The financial market itself is a game between people who mix rational and emotional factors. They all make their own buying or selling decisions under the assumption of what the market is like, in the hope of winning money.
The so-called "market" is what everyone else thinks except me.
If there are too many idiots in a certain period, or the government devalues the currency severely, forcing ordinary people who don’t understand finance to enter the capital market to speculate and become stupid, then it will push the market to an unbelievable level. high.
Take our big A-shares as an example. The big bull market in 2007 and the big bull market in 2015 were, in the final analysis, the result of too many "noobs" entering the market who didn't understand the stock market at all. So, who can win the "bonus" of the big game of the financial market?
The answer is: he himself is rational, but he can roughly estimate the degree of market irrationality!
In other words, in the financial market, there are indeed some people who are stupid, but most people are not stupider than you. You have to consider that most people are not stupider than you, and then consider that there are indeed some people. Be stupid, then you may win money!
Guess the average 2/3 game in the Yale University "Game Theory" class (everyone writes down a number within 1-100 on paper, then counts these numbers, and calculates the average of these numbers-the so-called The "winner" is the friend whose number is closest to 2/3 of the average), most people can exclude the numbers above 67, and the number above 45 can be considered Numbers should be excluded as the second level, and numbers above 30 should be excluded as the third level. In the actual financial market, there are very few people who can achieve these three rounds of thinking...
The most important thing is - round after round of logical reasoning in this game is the same principle, but round after round of deep thinking in the financial market is not necessarily the same principle, which is more testable One considers the depth of the market .
It is conceivable that if every round of the game is played by people who have played the game and new players, because more and more people either understand it by themselves or understand it under the guidance of others, then the overall It is said that this number will get closer and closer to the most rational answer "1".
We have to admit that if we keep playing the same game, more people will become relatively more rational and better at playing.
Just as after a big bubble bursts in the financial market, it is often difficult to have another big bubble in a short period of time, because the parties involved in the game have understood the essence of the game and become smarter and more rational (this is usually They are all the experience of losing real money and losing money), and the funds of new investors are not enough to push the market to another bubble...
However, regardless of the game or the financial market, the nature of the game itself will not change in any way. This is human nature!
As Yale played the game round after round in its own class, the average went from 28 to 13.3, and the winner's number dropped from 18 to 9, despite getting closer to the rational best answer of "1," But as long as there is a new participant who doesn't understand the rules or understand the essence of the game, then the average number of the game in reality cannot be 1.
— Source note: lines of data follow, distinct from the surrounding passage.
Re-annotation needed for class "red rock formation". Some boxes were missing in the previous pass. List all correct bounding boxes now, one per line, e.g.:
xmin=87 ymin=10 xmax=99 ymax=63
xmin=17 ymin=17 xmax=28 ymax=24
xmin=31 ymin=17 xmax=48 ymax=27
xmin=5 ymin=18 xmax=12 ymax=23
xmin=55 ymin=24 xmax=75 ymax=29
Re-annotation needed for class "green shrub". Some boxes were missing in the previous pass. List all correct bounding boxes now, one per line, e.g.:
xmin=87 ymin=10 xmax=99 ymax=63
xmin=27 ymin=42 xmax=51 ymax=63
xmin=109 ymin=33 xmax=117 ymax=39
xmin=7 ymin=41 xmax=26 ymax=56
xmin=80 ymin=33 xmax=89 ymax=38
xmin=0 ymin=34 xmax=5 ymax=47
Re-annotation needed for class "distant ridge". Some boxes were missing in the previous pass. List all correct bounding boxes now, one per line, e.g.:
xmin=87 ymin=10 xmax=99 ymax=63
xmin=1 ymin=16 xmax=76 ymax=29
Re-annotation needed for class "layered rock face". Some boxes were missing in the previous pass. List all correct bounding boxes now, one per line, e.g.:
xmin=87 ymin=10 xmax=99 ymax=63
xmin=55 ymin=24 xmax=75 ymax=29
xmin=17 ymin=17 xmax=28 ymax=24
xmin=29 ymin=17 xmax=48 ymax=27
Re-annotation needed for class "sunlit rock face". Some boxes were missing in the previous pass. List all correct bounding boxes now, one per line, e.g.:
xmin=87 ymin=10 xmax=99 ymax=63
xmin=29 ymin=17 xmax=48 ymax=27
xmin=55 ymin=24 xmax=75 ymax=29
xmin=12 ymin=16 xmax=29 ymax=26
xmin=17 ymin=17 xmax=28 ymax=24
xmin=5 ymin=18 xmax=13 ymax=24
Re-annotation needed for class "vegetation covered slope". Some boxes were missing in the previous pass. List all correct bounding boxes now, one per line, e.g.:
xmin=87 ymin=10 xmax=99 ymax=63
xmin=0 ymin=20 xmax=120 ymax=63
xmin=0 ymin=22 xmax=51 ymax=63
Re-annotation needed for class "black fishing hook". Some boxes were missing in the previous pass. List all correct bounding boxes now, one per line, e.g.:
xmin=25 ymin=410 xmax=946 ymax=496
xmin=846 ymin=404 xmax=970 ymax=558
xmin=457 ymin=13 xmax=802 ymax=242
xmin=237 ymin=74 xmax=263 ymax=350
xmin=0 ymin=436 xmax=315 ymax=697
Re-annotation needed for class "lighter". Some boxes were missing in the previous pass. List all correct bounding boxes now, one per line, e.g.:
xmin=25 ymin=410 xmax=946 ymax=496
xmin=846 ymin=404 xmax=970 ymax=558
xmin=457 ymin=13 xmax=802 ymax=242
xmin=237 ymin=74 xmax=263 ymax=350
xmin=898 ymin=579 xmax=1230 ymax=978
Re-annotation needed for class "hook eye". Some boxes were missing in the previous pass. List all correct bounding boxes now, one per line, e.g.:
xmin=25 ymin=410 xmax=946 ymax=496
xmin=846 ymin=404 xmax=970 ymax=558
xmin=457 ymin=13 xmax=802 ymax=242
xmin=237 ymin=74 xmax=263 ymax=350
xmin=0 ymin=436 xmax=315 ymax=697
Take the A-share market in the past two years as an example: After the outbreak of the epidemic in 2020, everyone has been bullish on the stock market. The Shanghai and Shenzhen 300 Index that came out of the game was 3,500 points at the beginning. Everyone guessed that others were bullish. Rising all the way, from 4000 points to 4500 points, and even close to 6000 points by the beginning of 2021...
Then, from the end of 2021, everyone began to speculate that others were bearish. Therefore, the CSI 300 Index plummeted from 5000 points, but everyone thought it would continue to plummet, so the stock index continued to fall until November 2022 The CSI 300 index of our big A shares should have been around 3500 points...
Maybe on the premise that everyone is rational enough, the Shanghai and Shenzhen 300 index of our big A shares should have been around 4500 points. However, it is useless to assume that everyone is rational...
just In other words, if there are more and more rational people in the market, it will affect the stock market itself to tend to a reasonable level, or closer to a reasonable level. Unless, unless there are many new investors who have no investment experience, they are the so-called "new leeks".